Fri, 2011-08-26 00:59
Thanks for showing the true face of the pirates, copyright-infringers etc; couldn't have done it better myself. (Of course, showing one's face via an anonymous posting is something only a pirate could do. Now we know that the real reason for the eyepatch is to obscure the identity.)
Fri, 2011-08-26 08:13
Anonymous = pirate?
I'm staying anonymous for a very valid reason: in a fear of selective prosecution from a troll (see my story). Does it imply that I'm a pirate? Sounds flattering.
Thu, 2011-08-25 17:13
I will concur with Anonymous
I will concur with Anonymous that calling "non-commercial copyright infringement" "theft" is vastly overinflating the category of offense, with malice aforethought.
On the other hand, if I *ever* hear again someone say the words "your privilege is showing", I will fold them until they are all sharp corners, and shove them *so far up*...
Y'know what? Never mind.
As I was saying:
> Saying that copyright violation is not theft is like defending rape on the grounds that the raped person is still physically capable of sex after the rape and thus nothing was taken away
Yeah, no, we know that you *assert* that that analogy is correct, but that doesn't *make* it correct: in the case of non-commercial copyright infringement (you'll notice I'm being *very* careful about my phrasing here; you might want to consider that approach yourself), *the infringed party not only doesn't suffer what a rape victim does* *they don't even know at all, generally*.
So, please, spare us that particular metaphor in the future, Philip?
Brad: Nice work with the song titles. (In other news: you have any pointers on DVD and BD ripping legalities? I got myself in trouble citing Kaleidascape the other day... :-)
Fri, 2011-08-26 04:04
Ok, I'll Bite
You're being a dick Phillip. Whether a person goes by their own name or not is no indication of whether they require, demand, or deserve respect. It is your manner that shows just how little you 'deserve'.
Fri, 2011-08-26 04:59
Infringement vs theft
You can twist all the arguments and ask all you want that you deserve respect because you use your real name, all while calling theft what the law and even the Supreme Court calls infringement. So here's the news - we'll call you on your bullshit. If don't like democracies and want it your way you can move to South Korea. In the meantime, I remind you once again it's call infringement, and every time you call it theft we'll call you a lapdog douchebag of the content cartel.
As the anonymous poster said above, fair is fair.
Fri, 2011-08-26 08:04
If copying (infringement) is theft, lobbying is bribery.

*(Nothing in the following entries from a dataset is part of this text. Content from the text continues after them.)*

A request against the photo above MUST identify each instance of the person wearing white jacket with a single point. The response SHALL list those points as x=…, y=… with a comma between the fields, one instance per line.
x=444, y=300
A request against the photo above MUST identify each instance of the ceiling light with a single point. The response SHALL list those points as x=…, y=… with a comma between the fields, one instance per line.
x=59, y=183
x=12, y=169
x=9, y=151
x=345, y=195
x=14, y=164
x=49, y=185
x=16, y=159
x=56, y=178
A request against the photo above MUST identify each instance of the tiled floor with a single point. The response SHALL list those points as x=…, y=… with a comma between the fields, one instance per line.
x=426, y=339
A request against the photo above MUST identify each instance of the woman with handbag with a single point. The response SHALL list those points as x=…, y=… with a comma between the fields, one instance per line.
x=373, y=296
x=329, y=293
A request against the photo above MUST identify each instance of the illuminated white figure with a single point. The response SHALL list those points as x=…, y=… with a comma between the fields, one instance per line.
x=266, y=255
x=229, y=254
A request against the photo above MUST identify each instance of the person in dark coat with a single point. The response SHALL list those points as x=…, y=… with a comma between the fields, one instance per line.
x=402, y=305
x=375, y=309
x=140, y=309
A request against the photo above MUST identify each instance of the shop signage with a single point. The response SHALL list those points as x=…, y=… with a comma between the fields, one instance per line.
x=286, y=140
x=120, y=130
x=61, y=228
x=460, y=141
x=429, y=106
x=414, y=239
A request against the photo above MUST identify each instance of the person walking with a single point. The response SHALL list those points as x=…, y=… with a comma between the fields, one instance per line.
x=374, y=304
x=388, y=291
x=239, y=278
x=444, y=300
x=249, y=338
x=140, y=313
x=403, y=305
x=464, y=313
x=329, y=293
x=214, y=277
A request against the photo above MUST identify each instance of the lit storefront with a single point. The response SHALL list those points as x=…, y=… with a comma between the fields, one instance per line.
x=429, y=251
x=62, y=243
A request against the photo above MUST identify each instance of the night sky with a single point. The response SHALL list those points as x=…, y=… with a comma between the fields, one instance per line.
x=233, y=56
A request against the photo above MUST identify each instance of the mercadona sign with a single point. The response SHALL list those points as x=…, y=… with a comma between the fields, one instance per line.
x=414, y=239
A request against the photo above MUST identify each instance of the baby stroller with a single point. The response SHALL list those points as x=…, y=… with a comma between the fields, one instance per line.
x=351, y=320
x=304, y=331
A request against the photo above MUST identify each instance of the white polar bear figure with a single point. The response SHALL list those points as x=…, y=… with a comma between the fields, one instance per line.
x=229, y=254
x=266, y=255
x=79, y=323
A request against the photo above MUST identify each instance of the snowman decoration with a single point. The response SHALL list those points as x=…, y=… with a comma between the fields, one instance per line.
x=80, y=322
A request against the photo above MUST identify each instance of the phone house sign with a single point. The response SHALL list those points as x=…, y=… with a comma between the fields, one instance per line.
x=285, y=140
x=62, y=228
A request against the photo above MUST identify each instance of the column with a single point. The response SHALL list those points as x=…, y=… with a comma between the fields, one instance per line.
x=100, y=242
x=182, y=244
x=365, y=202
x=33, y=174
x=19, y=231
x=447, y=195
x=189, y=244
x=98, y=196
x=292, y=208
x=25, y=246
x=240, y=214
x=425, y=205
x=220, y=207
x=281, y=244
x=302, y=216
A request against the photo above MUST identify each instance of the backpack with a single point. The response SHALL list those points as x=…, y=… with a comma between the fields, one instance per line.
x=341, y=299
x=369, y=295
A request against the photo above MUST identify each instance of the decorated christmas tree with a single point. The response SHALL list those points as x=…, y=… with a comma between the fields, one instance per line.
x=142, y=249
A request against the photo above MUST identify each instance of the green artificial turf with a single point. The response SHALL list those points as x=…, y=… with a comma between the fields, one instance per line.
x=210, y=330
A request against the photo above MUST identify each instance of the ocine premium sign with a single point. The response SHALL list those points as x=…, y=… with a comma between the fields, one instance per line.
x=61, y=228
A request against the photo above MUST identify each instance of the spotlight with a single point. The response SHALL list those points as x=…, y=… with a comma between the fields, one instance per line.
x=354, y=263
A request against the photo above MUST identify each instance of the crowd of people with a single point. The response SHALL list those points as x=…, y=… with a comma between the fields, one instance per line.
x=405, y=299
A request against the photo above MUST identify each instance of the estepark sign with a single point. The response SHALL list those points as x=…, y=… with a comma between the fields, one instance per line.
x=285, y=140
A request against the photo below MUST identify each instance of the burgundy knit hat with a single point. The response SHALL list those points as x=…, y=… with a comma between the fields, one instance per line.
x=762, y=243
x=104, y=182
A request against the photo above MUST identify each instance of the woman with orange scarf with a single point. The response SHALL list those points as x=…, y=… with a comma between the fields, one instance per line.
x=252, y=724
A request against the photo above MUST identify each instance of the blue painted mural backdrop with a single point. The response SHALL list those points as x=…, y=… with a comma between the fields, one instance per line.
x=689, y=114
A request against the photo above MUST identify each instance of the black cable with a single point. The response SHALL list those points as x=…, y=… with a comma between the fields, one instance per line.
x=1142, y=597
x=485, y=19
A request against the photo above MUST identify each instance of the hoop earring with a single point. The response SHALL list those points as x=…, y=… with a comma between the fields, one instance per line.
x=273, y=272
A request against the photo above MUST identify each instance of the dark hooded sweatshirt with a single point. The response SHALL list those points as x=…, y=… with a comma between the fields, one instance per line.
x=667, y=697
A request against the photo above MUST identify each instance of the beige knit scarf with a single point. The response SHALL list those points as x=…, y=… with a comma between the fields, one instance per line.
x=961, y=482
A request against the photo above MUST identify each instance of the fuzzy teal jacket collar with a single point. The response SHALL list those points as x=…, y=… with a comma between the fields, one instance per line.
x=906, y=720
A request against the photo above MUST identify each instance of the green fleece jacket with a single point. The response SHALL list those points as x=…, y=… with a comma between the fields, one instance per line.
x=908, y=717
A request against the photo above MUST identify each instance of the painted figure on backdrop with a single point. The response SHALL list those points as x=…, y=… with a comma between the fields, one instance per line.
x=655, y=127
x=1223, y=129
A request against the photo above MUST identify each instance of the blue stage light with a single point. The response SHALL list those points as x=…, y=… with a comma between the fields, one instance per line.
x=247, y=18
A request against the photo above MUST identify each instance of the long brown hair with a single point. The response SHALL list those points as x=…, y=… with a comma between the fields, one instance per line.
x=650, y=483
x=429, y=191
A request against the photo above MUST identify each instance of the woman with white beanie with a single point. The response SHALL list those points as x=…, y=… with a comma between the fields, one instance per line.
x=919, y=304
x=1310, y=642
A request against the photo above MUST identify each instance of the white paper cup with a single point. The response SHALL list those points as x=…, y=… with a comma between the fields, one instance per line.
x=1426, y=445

If copying (infringement) is not theft, lobbying is still bribery. I wonder how sane people can support not only PROTECT IP, but any lopsided act based on massive shameless bribery by an incumbent industry.
> Enforce copyright, but not that way.
Copyright is a rotten outdated model. The fact that it somewhat protects creators does not mean that it does not inflicts much more harm to the society than it is useful. I'm generally pro-evolution, but if my business' cash flow is negative, I would think about closing this business before thinking of a new one. So I would rephrase:
Enforce fairness, but not by copyright
Mon, 2011-08-29 20:55
mr henley, please keep your
mr henley, please keep your 'intellectual' property to yourself. we don't want it. don't urinate in a public pool and then complain that everyone has to swim in the contaminated water not just those who hold a licence from you.